Quanto, infine, alla “sanatoria” prevista dal D.L. n. 143 del 2003, art. 1, comma 2, citata in sentenza, si tratta di previsione che consente non una “sanabilità” a 360 gradi senza limiti e termini, bensi solo la possibilità di provvedere agli adempimenti ed agli obblighi tributari di cui (per quanto nella specie rileva) alla L. n. 289 del 2002, art. 9, entro il termine del 16.10.2003 laddove nella sentenza si fa un generico accenno alla prevista sanabilità ed al pagamento da parte della contribuente di quanto dovuto per imposta, sanzioni e interessi, ma non si precisa se la contribuente abbia effettivamente provveduto alla integrazione sia dei pagamenti che della dichiarazione e lo abbia fatto nel termine previsto, circostanza peraltro contestata dalla attuale ricorrente, secondo la quale la contribuente non aveva presentato alcuna dichiarazione integrativa ma solo una istanza di autoliquidazione di maggior importo, peraltro comunicata all’Ufficio solo il 30.07.2005.

Il ricorso deve essere pertanto accolto e la sentenza impugnata deve essere cassata. Non essendo necessari ulteriori accertamenti in fatto, la causa può essere decisa nel merito col rigetto del ricorso introduttivo.

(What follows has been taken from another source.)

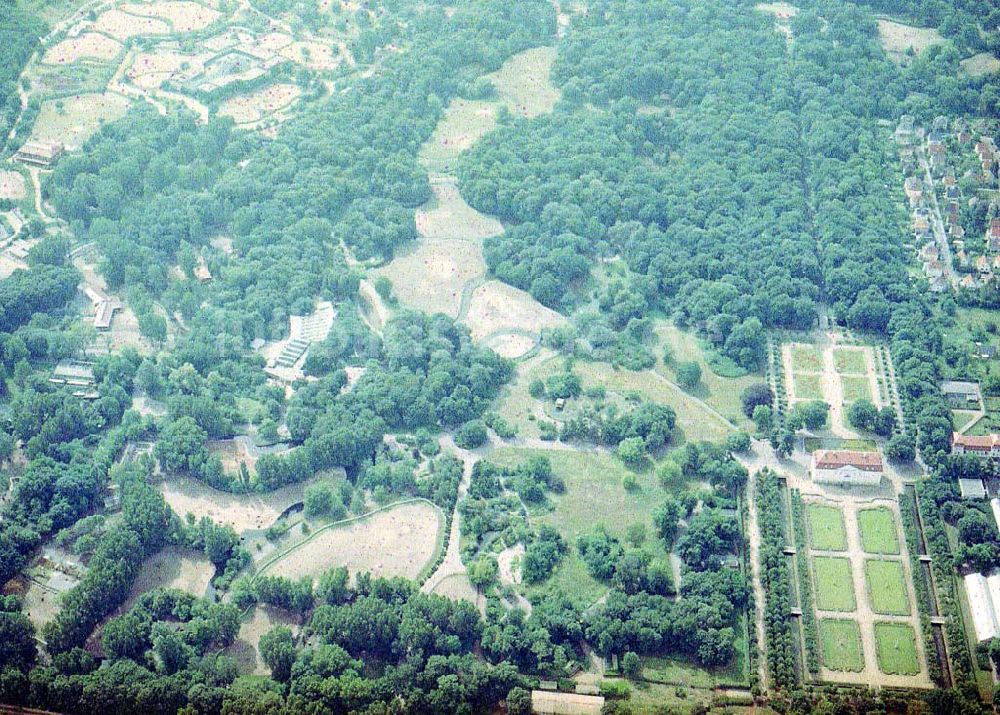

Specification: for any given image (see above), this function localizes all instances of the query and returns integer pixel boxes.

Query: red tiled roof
[813,449,882,472]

Considerato che la giurisprudenza sopra richiamata è successiva alla proposizione del ricorso introduttivo, si ritiene di compensare tra le parti le spese dell’intero processo.

PQM

La Corte accoglie il ricorso, cassa la sentenza impugnata e, decidendo nel merito, rigetta il ricorso introduttivo proposto dal contribuente. Compensate spese dell’intero processo.

Così deciso in Roma, il 26 febbraio 2016.